En daarmee komen we tot het kernpunt van datgene wat Paulus aangaf in 12:2 bij het begin van zijn vermaan, namelijk dat een vernieuwd denken ons in staat stelt te toetsen wat de goede en welgevallige en volmaakte wil van God [inhoudt]. Dat goede is niets anders dan het betoon van liefde.
Oók worden wij herinnerd aan 7:12 en 14, waar de apostel ten aanzien van de Wet vaststelde dat ze geestelijk is, maar ook heilig en rechtvaardig en goed. Ze is immers gericht op het betonen van liefde aan de naaste. Dat is haar 'volheid', datgene wat God ten diepste met de Wet beoogde. Liefde, de agapè, blijkt dan ook het leidend beginsel te zijn in elke openbaring van Gods wil voor zijn kinderen. Eigenlijk helemaal niet vreemd, aangezien hijzelf, de Vader, liefde is.

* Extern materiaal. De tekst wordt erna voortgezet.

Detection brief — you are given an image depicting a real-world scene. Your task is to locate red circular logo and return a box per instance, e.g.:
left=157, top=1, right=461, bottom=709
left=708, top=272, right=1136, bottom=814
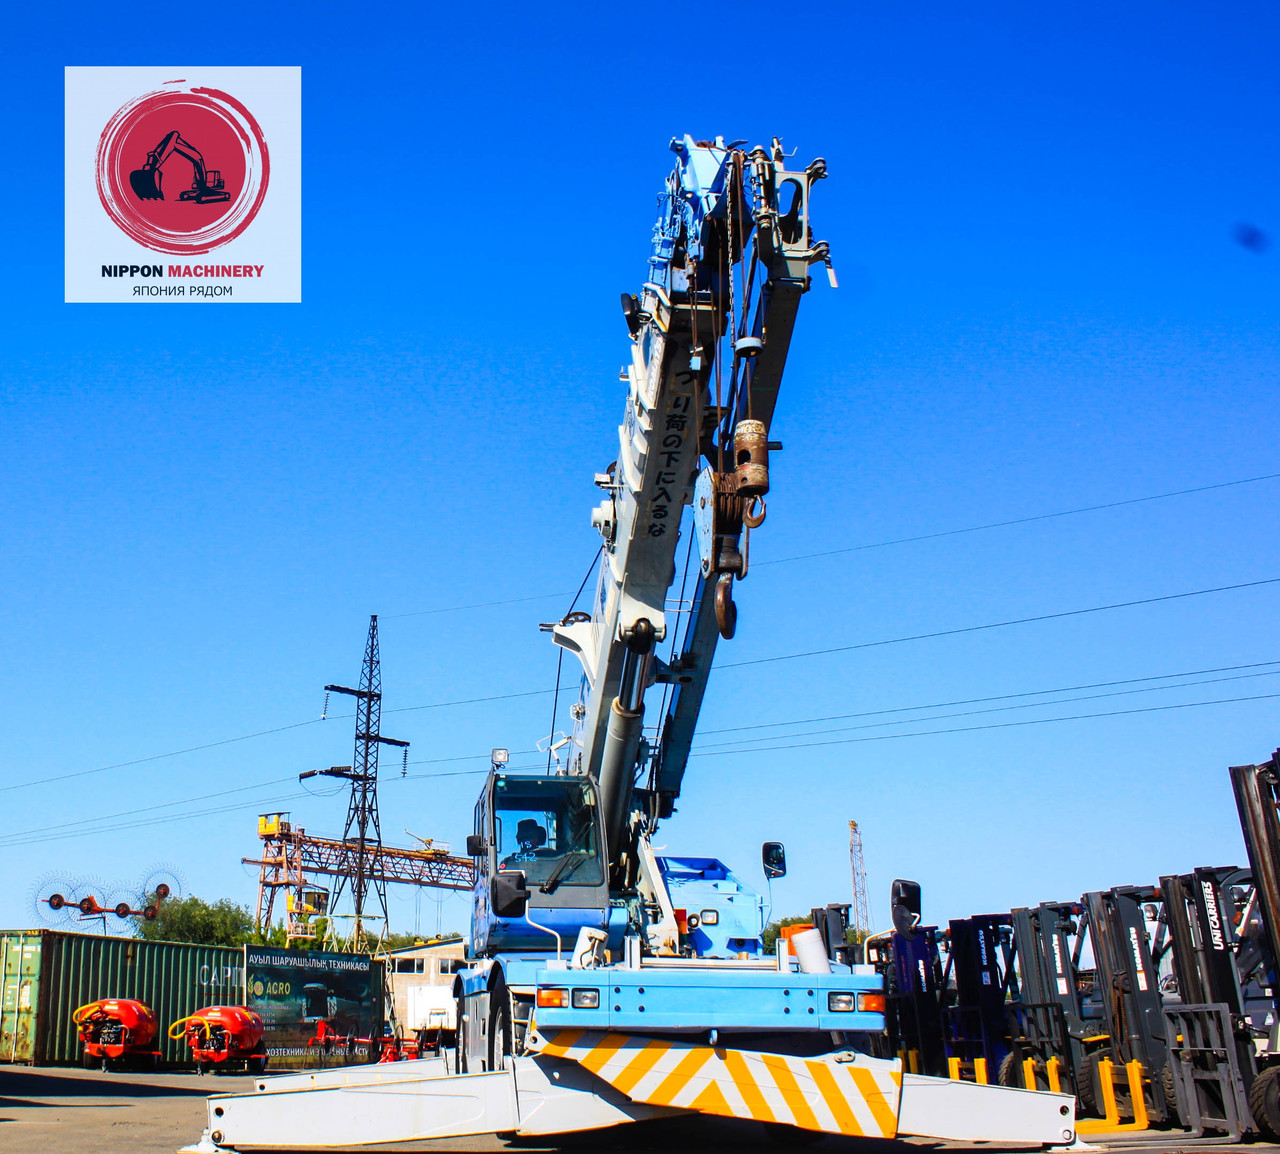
left=96, top=85, right=270, bottom=255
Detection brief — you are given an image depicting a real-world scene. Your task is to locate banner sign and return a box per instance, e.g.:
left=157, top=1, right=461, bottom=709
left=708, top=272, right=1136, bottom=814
left=65, top=67, right=301, bottom=303
left=245, top=947, right=383, bottom=1069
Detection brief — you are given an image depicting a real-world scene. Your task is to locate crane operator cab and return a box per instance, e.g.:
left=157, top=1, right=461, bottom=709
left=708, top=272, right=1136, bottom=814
left=469, top=773, right=612, bottom=954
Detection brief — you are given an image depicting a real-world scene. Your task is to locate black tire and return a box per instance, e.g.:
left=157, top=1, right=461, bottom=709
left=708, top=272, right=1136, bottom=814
left=453, top=981, right=469, bottom=1074
left=488, top=975, right=513, bottom=1073
left=1160, top=1063, right=1181, bottom=1127
left=998, top=1051, right=1021, bottom=1088
left=762, top=1122, right=823, bottom=1145
left=1075, top=1051, right=1100, bottom=1117
left=247, top=1055, right=267, bottom=1076
left=1249, top=1064, right=1280, bottom=1140
left=82, top=1051, right=98, bottom=1070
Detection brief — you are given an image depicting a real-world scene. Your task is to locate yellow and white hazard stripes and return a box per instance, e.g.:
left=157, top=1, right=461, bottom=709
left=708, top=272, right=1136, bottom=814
left=527, top=1028, right=902, bottom=1137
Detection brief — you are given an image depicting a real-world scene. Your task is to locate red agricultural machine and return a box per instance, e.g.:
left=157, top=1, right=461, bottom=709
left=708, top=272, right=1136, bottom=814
left=170, top=1006, right=268, bottom=1074
left=44, top=881, right=170, bottom=924
left=74, top=998, right=161, bottom=1070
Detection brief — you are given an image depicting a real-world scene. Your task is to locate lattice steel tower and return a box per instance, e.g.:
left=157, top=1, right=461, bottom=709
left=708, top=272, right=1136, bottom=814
left=323, top=615, right=409, bottom=950
left=848, top=820, right=871, bottom=940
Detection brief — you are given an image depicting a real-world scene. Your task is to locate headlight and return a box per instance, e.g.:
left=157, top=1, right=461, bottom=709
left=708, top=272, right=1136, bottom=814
left=571, top=988, right=600, bottom=1009
left=828, top=992, right=857, bottom=1012
left=700, top=909, right=719, bottom=925
left=536, top=988, right=568, bottom=1008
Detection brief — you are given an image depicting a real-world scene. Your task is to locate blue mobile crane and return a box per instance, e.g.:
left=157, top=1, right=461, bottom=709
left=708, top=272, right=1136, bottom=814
left=186, top=139, right=1075, bottom=1152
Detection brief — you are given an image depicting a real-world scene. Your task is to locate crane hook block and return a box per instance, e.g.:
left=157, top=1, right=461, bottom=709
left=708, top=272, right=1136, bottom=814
left=715, top=575, right=737, bottom=640
left=734, top=419, right=770, bottom=498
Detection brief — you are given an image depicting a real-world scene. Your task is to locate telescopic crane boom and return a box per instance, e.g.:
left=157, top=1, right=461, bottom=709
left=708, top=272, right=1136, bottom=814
left=547, top=135, right=833, bottom=880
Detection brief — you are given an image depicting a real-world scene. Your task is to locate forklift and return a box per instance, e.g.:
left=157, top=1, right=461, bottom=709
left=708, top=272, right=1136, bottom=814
left=1154, top=864, right=1269, bottom=1139
left=939, top=915, right=1018, bottom=1083
left=865, top=881, right=949, bottom=1076
left=1005, top=892, right=1177, bottom=1124
left=1075, top=885, right=1179, bottom=1125
left=1005, top=901, right=1100, bottom=1099
left=1198, top=749, right=1280, bottom=1139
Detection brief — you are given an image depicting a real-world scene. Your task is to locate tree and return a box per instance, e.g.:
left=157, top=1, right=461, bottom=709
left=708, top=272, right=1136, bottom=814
left=133, top=895, right=258, bottom=947
left=762, top=915, right=815, bottom=953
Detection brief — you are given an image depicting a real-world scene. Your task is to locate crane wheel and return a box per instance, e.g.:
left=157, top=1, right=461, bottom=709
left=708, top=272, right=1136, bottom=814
left=762, top=1122, right=822, bottom=1145
left=487, top=974, right=513, bottom=1072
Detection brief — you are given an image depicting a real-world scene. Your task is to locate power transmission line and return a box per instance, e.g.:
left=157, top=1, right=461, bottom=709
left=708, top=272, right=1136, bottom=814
left=10, top=574, right=1275, bottom=800
left=0, top=718, right=330, bottom=797
left=755, top=471, right=1280, bottom=567
left=382, top=470, right=1280, bottom=617
left=696, top=659, right=1280, bottom=736
left=384, top=591, right=574, bottom=620
left=0, top=791, right=309, bottom=849
left=722, top=577, right=1280, bottom=670
left=692, top=668, right=1280, bottom=752
left=687, top=690, right=1280, bottom=757
left=0, top=776, right=297, bottom=847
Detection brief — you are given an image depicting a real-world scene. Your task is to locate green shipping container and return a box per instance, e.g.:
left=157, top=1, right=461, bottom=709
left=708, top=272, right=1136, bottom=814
left=0, top=930, right=243, bottom=1066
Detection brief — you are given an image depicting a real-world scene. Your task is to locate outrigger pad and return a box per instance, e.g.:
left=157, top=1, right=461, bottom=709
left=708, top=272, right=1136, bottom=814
left=130, top=168, right=162, bottom=200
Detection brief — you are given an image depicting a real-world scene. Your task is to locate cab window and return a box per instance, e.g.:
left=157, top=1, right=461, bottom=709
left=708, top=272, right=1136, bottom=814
left=492, top=776, right=604, bottom=887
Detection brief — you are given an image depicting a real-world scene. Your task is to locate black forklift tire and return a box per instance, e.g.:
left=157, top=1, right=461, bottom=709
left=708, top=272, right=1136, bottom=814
left=998, top=1051, right=1021, bottom=1088
left=247, top=1055, right=267, bottom=1076
left=1075, top=1051, right=1100, bottom=1116
left=82, top=1051, right=97, bottom=1070
left=1161, top=1063, right=1181, bottom=1127
left=1249, top=1065, right=1280, bottom=1140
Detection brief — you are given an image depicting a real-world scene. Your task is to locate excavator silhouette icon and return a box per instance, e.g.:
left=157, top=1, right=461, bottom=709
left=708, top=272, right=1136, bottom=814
left=129, top=130, right=232, bottom=204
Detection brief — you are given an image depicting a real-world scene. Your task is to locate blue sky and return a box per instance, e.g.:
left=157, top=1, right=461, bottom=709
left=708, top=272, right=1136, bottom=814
left=2, top=2, right=1278, bottom=938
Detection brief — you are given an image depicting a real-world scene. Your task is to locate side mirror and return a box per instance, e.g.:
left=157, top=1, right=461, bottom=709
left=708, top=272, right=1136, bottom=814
left=466, top=834, right=488, bottom=857
left=491, top=871, right=529, bottom=919
left=762, top=841, right=787, bottom=879
left=891, top=879, right=922, bottom=941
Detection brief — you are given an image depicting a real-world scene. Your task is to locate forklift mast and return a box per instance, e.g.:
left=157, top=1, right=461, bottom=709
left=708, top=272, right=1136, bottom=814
left=1156, top=868, right=1251, bottom=1013
left=1007, top=902, right=1091, bottom=1080
left=941, top=915, right=1017, bottom=1074
left=1231, top=753, right=1280, bottom=985
left=867, top=927, right=948, bottom=1075
left=1080, top=886, right=1175, bottom=1123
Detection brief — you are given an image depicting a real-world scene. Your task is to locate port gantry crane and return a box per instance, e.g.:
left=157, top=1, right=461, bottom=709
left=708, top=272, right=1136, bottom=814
left=187, top=138, right=1076, bottom=1153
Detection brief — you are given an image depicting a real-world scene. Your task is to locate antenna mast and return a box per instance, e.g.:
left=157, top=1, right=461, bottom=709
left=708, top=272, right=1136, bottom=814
left=848, top=820, right=871, bottom=940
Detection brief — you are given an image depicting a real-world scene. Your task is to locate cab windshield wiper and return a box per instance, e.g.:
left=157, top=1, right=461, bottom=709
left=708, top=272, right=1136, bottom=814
left=540, top=825, right=593, bottom=894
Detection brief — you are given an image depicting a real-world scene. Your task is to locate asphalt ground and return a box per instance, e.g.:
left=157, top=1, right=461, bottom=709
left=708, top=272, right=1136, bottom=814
left=1, top=1064, right=1274, bottom=1154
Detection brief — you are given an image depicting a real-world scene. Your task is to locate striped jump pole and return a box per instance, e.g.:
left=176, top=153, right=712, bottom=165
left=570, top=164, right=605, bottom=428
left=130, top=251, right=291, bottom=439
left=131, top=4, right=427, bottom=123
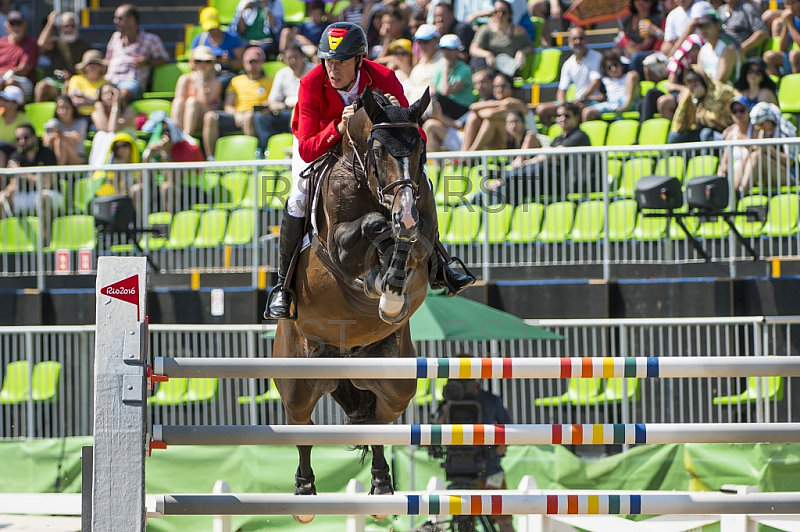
left=152, top=423, right=800, bottom=447
left=148, top=491, right=800, bottom=517
left=153, top=356, right=800, bottom=380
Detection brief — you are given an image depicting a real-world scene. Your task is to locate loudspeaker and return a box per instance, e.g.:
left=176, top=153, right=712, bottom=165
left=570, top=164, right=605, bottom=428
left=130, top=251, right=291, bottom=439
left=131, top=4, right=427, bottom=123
left=92, top=195, right=135, bottom=233
left=686, top=175, right=729, bottom=212
left=635, top=175, right=683, bottom=210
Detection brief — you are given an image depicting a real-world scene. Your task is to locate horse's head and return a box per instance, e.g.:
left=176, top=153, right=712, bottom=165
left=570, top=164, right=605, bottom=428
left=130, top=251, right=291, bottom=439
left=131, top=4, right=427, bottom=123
left=352, top=87, right=430, bottom=243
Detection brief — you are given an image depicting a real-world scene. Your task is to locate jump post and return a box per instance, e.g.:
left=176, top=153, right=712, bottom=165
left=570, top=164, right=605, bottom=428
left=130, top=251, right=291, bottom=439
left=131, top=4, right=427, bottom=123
left=88, top=257, right=800, bottom=530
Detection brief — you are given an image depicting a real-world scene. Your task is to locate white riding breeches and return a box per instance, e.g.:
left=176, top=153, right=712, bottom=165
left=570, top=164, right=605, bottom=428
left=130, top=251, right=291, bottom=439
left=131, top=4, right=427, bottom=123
left=287, top=136, right=309, bottom=217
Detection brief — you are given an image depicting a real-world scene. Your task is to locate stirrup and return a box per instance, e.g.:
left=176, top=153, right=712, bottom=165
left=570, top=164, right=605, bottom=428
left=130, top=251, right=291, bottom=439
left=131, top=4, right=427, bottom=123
left=265, top=285, right=298, bottom=320
left=440, top=256, right=475, bottom=297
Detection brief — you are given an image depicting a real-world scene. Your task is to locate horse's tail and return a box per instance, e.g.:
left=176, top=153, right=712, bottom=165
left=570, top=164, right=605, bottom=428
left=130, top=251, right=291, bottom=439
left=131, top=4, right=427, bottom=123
left=333, top=379, right=378, bottom=464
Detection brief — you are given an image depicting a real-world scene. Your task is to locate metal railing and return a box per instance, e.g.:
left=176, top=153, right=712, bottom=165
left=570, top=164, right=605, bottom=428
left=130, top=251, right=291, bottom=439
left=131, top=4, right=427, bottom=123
left=2, top=138, right=799, bottom=287
left=0, top=317, right=797, bottom=439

11 και τουτο ειδοτες τον καιρον οτι ωρα ηδη υμας εξ υπνου εγερθηναι νυν γαρ εγγυτερον ημων η σωτηρια η οτε επιστευσαμεν
12 η νυξ προεκοψεν η δε ημερα ηγγικεν αποθωμεθα ουν τα εργα του σκοτους ενδυσωμεθα [δε] τα οπλα του φωτος
13 ως εν ημερα ευσχημονως περιπατησωμεν μη κωμοις και μεθαις μη κοιταις και ασελγειαις μη εριδι και ζηλω
14 αλλα ενδυσασθε τον κυριον ιησουν χριστον και της σαρκος προνοιαν μη ποιεισθε εις επιθυμιας
11 En dit, aangezien jullie de bestemde tijd kennen: Het uur waarop jullie uit de slaap gewekt worden [is er] reeds. Want nu [is] onze redding dichterbij dan toen wij tot geloof kwamen.
12 De nacht vorderde ver, maar de dag is nabij gekomen. Laten wij dan de werken van de duisternis afleggen en de wapens van het licht aandoen.
13 Laten wij, zoals overdag, op een gepaste wijze wandelen, niet in zwelgpartijen en drinkgelagen, niet in ontuchtige- en losbandige gedragingen, niet in ruzie en naijver.
14 Bekleedt je veeleer met de Heer Jezus Messias, en aan het vlees moeten jullie niet de aandacht schenken [die] tot begeerten [aanzet].
Nadat hij heeft beredeneerd dat liefde tot de naaste in de praktijk betekent de 'volheid' van de Wet toepassen - waarmee dan tevens de goede wil van God wordt volbracht - attendeert de apostel ons er vervolgens op dat de geschikte tijd voor die wijze van leven nu is aangebroken. Door zijn plaatsvervangend lijden en sterven, maar daarna ook zijn opstanding en terugkeer tot de nabijheid van zijn Vader, kon Gods Zoon, door de uitstorting van de geest, immers een geheel nieuwe wereldperiode inluiden. In Ks 1:12-14 zou Paulus het enkele jaren later aldus toelichten:
Dankend de Vader, die jullie geschikt maakte om deel te hebben aan het erfgoed van de heiligen in het licht; die ons ontrukte aan de macht der duisternis en overbracht in het koninkrijk van de Zoon van zijn liefde, in wie wij de verlossing hebben, de vergeving der zonden.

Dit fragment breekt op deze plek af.